A Filebeat Tutorial: Getting Started

This Filebeat tutorial seeks to give those getting started with it the tools and knowledge they need to install, configure and run it to ship data into the other components in the ELK stack. We’ll also take a look at Logz.io’s Filebeat configuration Wizard, which simplifies implementation.

What is Filebeat?

Filebeat is a log shipper belonging to the Beats family — a group of lightweight shippers installed on hosts for shipping different kinds of data into the ELK Stack for analysis. Each beat is dedicated to shipping different types of information — Winlogbeat, for example, ships Windows event logs, Metricbeat ships host metrics, and so forth. Filebeat, as the name implies, ships log files.

In an ELK-based logging pipeline, Filebeat plays the role of the logging agent—installed on the machine generating the log files, tailing them, and forwarding the data to either Logstash for more advanced processing or directly into Elasticsearch for indexing. Filebeat was originally most often used in tandem with Logstash – however recent developments have improved Filebeat’s log processing capabilities, making it an appropriate replacement for Logstash in some cases.

Written in Go and based on the Lumberjack protocol, Filebeat was designed to have a low memory footprint, handle large bulks of data, support encryption, and deal efficiently with back pressure. For example, Filebeat records the last successful line indexed in the registry, so in case of network issues or interruptions in transmissions, Filebeat will remember where it left off when re-establishing a connection. If there is an ingestion issue with the output, Logstash or Elasticsearch, Filebeat will slow down the reading of files.

Filebeat’s complicated history with open source

Filebeat grew into one of most (if not the most) popular log shipping agents in the world as an open source component that shipped log data to the ELK Stack. Sadly, in early 2021, the ELK Stack was closed sourced by the company who maintains the project, Elastic. Furthermore, Elastic introduced breaking changes to Filebeat, which would prevent compatibility with databases that weren’t Elasticsearch.

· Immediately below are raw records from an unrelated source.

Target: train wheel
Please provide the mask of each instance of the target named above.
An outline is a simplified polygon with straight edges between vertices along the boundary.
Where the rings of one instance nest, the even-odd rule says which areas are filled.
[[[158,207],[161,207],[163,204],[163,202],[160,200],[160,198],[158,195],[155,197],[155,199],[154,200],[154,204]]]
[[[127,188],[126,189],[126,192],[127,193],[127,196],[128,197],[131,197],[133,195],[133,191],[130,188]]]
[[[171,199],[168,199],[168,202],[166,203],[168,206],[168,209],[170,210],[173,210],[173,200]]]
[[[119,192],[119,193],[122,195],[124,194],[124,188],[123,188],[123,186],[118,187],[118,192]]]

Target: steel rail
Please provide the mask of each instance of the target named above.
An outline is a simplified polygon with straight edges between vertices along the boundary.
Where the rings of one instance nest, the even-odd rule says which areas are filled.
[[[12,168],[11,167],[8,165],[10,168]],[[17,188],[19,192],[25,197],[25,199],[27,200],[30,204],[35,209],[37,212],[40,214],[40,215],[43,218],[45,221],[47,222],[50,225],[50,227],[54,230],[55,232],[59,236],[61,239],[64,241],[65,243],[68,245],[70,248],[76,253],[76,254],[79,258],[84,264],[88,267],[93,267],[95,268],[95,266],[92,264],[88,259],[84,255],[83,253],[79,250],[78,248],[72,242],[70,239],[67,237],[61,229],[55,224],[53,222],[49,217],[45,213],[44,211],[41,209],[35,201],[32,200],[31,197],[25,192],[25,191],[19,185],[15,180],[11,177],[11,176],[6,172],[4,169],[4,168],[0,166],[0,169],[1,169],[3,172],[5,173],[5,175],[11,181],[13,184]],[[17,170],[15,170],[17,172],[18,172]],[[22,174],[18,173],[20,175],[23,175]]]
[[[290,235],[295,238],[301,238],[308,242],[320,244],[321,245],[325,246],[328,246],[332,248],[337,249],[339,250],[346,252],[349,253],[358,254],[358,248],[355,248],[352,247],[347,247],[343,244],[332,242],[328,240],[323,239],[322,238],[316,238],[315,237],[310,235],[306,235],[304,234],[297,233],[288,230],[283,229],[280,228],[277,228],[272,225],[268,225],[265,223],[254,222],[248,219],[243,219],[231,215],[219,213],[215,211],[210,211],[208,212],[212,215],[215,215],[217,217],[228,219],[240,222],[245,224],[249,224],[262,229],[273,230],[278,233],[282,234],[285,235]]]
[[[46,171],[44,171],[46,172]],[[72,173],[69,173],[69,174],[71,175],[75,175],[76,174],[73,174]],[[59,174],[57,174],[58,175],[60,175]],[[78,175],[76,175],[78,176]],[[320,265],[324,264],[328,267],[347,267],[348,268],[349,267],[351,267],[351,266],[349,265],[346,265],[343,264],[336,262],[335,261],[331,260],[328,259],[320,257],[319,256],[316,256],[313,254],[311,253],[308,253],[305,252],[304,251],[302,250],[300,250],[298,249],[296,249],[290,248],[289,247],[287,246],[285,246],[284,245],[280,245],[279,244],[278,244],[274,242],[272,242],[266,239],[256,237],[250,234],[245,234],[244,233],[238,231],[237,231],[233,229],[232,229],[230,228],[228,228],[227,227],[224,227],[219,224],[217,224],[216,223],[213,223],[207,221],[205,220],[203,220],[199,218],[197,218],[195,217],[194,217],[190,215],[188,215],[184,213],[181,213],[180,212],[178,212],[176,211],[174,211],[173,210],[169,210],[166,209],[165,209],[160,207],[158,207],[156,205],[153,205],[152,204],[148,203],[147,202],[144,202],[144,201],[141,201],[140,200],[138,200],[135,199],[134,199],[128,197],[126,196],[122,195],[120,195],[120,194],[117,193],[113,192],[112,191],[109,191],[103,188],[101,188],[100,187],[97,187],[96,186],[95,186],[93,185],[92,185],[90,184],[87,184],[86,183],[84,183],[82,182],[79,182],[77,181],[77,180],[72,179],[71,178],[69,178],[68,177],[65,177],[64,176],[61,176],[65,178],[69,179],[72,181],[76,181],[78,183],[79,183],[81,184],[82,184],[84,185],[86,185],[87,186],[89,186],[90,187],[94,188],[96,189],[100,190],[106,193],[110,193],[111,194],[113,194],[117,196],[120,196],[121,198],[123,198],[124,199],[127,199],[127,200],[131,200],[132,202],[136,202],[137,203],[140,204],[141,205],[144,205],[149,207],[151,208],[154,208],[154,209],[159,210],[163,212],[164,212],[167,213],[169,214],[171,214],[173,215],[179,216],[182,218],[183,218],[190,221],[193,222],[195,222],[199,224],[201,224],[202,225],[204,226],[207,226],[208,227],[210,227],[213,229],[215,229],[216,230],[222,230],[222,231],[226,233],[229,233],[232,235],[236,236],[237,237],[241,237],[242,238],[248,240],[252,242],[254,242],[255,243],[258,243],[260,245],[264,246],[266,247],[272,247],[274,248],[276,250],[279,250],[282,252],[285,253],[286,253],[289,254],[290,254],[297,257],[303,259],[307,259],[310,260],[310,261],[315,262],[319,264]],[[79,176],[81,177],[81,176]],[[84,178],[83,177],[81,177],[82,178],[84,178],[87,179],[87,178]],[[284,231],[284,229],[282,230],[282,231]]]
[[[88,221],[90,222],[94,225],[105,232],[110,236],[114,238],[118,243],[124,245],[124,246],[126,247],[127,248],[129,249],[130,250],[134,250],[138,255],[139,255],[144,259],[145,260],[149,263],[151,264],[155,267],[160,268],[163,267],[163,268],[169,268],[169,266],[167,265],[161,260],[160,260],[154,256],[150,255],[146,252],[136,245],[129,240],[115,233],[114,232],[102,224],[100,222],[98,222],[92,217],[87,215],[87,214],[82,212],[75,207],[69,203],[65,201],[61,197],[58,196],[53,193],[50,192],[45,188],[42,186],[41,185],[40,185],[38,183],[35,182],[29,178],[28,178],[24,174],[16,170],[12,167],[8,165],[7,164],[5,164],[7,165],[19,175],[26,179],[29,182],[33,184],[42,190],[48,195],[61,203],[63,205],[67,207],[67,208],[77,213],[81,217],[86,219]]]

This defeats a key reason why engineers bother with open source telemetry data collection in the first place: to enable the freedom to easily migrate from one observability back-end to the other without having to rip and replace the data collection.

Since Filebeat is no longer vendor-neutral, many engineers are looking to open source alternatives like Fluentd or FluentBit for log collection, which would enable them to easily pivot across observability back ends with minimal reconfiguration.

Installing Filebeat

You can download and install Filebeat using various methods and on a variety of platforms. It only requires that you have a running ELK Stack to be able to ship the data that Filebeat collects. I will outline two methods, using Apt and Docker, but you can refer to the official docs for more options.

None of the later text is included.